The new study says automakers already use some tactile systems to warn of lane departures by drowsy drivers and monitor blind spots. But these devices generally twist the steering wheel (assisted steering), rather than simply prompting the driver to do so.
Getting a Feel for It
The study was conducted on a driving simulator that Strayer has used to demonstrate the hazards of driving while talking or texting on a cell phone. Two of Provancher’s devices to convey information by touch were attached to the simulator’s steering wheel so one came in contact with the index finger on each of the driver’s hands.
During driving, each index fingertip rested on a red TrackPoint cap from an IBM ThinkPad computer (picture the eraser on the end of a pencil). When the drivers were supposed to turn left, the two touch devices gently stretched the skin of the fingertips to the left; when a right turn was directed, the TrackPoint tugged the skin of the fingertips to the right.
Nineteen University of Utah undergraduate students participated in the study by driving the simulator. Four driving scenarios were used, each lasting 6 minutes and including, in random order, 12 cues to the driver to move to the right lane and 12 more to move left.
In two scenarios, the simulator drivers did not talk on cell phones and received direction instructions either from the simulator’s computer voice or via the fingertip devices on the steering wheel. In the two other scenarios, the drivers talked on cell phones with a person in the laboratory and also received direction instructions, either from the computer voice or from the touch devices on the steering wheel.

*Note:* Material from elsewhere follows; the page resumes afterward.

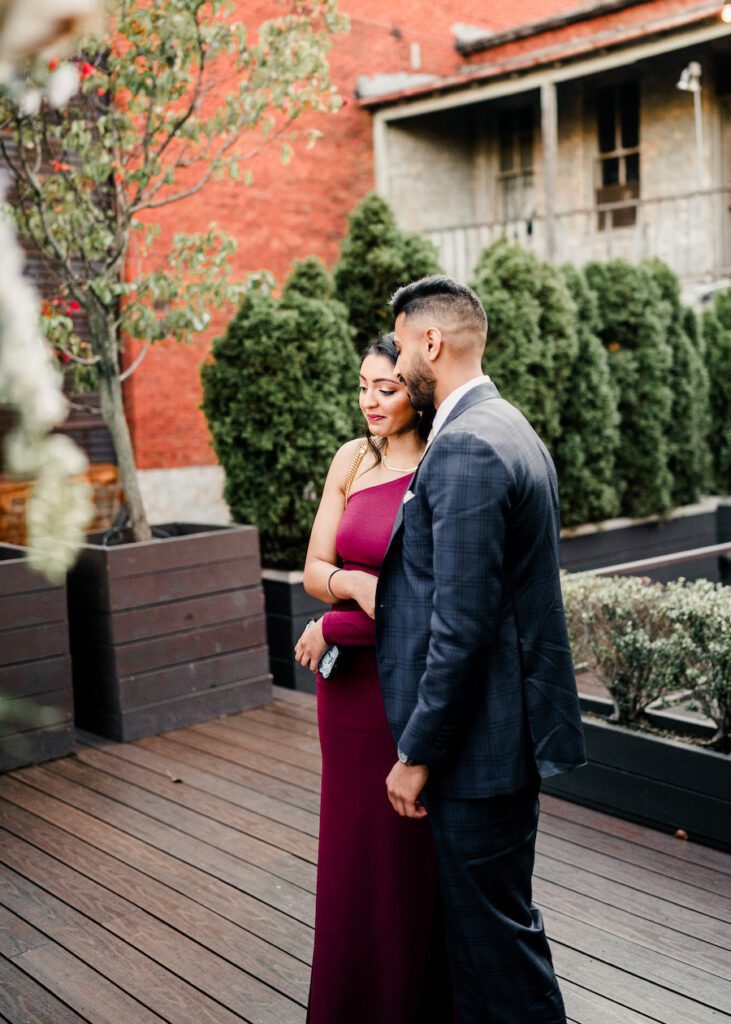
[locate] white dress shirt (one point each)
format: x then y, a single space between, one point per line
448 403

Each participant did all four of the scenarios. In the two scenarios without cell phones, the drivers’ accuracy in correctly moving left or right was nearly identical for those who received tactile directions through their fingertips (97.2 percent) or by computerized voice (97.6 percent).

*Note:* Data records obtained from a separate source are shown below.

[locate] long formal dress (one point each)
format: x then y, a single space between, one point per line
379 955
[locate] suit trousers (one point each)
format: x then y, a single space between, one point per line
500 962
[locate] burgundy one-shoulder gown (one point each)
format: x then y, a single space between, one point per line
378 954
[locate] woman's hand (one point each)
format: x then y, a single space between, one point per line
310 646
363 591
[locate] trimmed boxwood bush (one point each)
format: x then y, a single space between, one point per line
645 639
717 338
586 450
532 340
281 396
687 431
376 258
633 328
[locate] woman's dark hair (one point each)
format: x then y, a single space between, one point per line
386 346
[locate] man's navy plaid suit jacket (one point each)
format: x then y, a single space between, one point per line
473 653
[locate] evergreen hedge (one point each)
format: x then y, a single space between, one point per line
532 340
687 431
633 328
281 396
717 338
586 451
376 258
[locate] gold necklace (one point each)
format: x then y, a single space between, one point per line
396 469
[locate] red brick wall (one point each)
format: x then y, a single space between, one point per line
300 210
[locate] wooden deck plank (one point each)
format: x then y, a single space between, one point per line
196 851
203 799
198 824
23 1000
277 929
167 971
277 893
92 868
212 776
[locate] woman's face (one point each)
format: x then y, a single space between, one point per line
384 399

That changed when the drivers talked on cell phones while operating the simulator. When drivers received fingertip navigation directions while talking, they were accurate 98 percent of the time, but when they received audio cues to turn right or left while talking on a cell phone, they changed lanes correctly only 74 percent of the time.
Strayer says the findings shouldn’t be used to encourage cell phone use while driving because even if giving drivers directional information by touch works, “it’s not going to help you with the other things you need to do while driving – watching out for pedestrians, noticing traffic lights, all the things you need to pay attention to.”